The case, heard in chambers on Wednesday, was postponed by High Court judge Clement Phiri as he was unhappy with the sheriff’s return of service.
Justice Phiri ordered the sheriff to give full details of what happened and who blocked him from serving the summons on Grace. The sheriff will submit an affidavit which will be discussed next week.
Grace (2nd respondent) was sued together with her son Russell Goreraza (1st respondent) and Kennedy Fero (3rd respondent) who, according to court papers, is part of Grace’s security personnel.
Court documents show that Grace placed an order for the ring in Dubai through Thatchfree Investments (Pvt) Ltd, a company owned by Jamal Ahmed.
The expensive ring was meant to be President Robert Mugabe’s 20th wedding anniversary gift to his wife. Grace tried in vain to reverse the purchase by demanding a refund.
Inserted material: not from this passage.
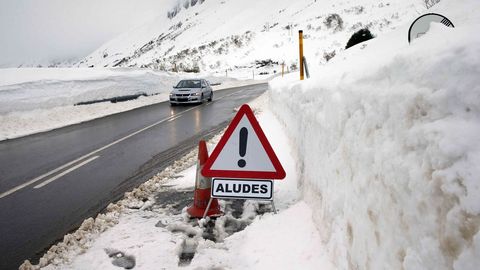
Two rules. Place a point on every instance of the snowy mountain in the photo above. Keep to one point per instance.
(215, 35)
Ahmed’s lawyers, Beatrice Mtetwa of Mtetwa and Nyambirai Legal Practitioners, yesterday said the case was postponed to next week.
Supporting affidavits by Ahmed’s workers have exposed how Grace, who runs an orphanage and is an activist for children and women’s rights, trampled on children’s rights as she forced them to abandon school.
Sikhathazile Ncube, a domestic worker for Ahmed at 409 Harare Drive in Pomona, revealed that she, alongside her sister who has two school-going daughters, were evicted from the property on October 14. At the time of eviction Ncube was off duty.
“The respondents’ guards, who were now in control of the premises, forbade us to wait at the gate and instructed us to go and wait by the traffic lights at the intersection of Harare Drive and Alpes Road and that they would call upon receiving third respondent’s instructions,” Ncube said.
She said at 10am on October 15, the guards escorted them to the servants’ quarters and directed them to remove their belongings.
“I have not been allowed on the premises since our enforced eviction and when my sister’s daughter who needed a document that was on the premises with her mother’s property to enable her to write her A (Advanced) level examinations, I was advised I could not enter the premises,” she said.
“The child was escorted by the respondent’s guards to her mother’s quarters, (who) watched over until she found the document and she was escorted to the gate. As my sister had nowhere to leave the Form 3 child, the child was forced to leave school without writing (her) end-of-year examinations.”
Lazarus Manyetera, Ahmed’s gardener, said he was forcibly removed from the home with his wife and two children aged seven and four. His pleas to stay for the night fell on deaf ears.